As is her reunion with the rest of the Thénardier clan. The coarse sisterly banter and Azelma’s look of joy when Éponine hands her the stale bread, Thénardier’s petulant ranting, his violence towards Éponine and Mme. Thénardier’s weary indifference to it, his immediate attempt to crush Éponine into submission when she shows any sign of independence or self-worth – it all paints a vivid picture of Éponine’s world, and the juxtaposition to the scene with Marius makes it very clear that her infatuation with him is not about a crush on a boy but rather about getting the hell away from all this. And I love that she grabbed her five francs back at the end.

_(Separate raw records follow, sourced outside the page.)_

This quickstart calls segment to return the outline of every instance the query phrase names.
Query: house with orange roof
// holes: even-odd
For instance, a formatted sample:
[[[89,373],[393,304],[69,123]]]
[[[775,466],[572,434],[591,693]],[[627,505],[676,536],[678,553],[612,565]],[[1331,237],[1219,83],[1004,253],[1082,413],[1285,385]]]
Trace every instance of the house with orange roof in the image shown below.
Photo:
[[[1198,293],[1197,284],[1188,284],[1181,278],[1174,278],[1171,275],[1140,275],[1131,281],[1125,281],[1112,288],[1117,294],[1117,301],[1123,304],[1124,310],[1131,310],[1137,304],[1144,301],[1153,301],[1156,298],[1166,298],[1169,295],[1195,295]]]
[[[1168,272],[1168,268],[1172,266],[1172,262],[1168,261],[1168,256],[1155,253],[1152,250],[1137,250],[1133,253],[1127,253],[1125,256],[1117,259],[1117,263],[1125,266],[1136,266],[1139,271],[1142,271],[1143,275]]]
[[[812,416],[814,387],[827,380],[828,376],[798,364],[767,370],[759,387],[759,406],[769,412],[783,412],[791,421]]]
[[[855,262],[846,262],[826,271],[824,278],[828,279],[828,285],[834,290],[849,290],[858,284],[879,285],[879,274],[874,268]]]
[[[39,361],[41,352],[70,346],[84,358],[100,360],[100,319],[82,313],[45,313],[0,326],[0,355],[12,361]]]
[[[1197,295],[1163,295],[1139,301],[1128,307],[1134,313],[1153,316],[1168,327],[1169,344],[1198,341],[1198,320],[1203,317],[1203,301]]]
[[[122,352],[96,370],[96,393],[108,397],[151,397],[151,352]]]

• It’s interesting that the miniseries with the most graphically awful Toulon also has the most determinedly reclusive Valjean, and it’s consistent with his experience in Montreuil-sur-Mer as well. In the novel Madeleine’s fall is precipitated by his carelessness towards his subordinates, first with regard to the consequences of his factory’s morality policy and then with regard to Javert’s feelings. But that’s all pretty indirect, and Brick Valjean could reasonably feel that he was the victim of an arbitrary misfortune and that if he’d been a bit luckier everything would have worked out fine. Westjean, on the other hand, was hunted from the moment Javert showed up in town and was personally responsible for Fantine’s downfall. From his perspective, his attempt to participate in society must seem like a catastrophe. He might well wonder whether it’s possible for someone in his position to do any good at all, given the debacle in Montreuil. Both guilt and prudence suggest it might be better to just give up and become a hermit.
• Cosette’s little convent friends. This miniseries has consistently gone out of its way to place the female leads in community with other women, and it’s nice to see.
• Rivette continues to be excellent even with a silly moustache.
• The Mabeuf + Marius timeline continues to be nonsensical, but I enjoyed their meet-cute and Marius was charmingly obtuse. I also enjoyed Davies’ commitment to Georges Pontmercy/Mabeuf, which is the only explanation I can think of for why Mabeuf might keep a collection of old newspaper clippings about Georges in his attic.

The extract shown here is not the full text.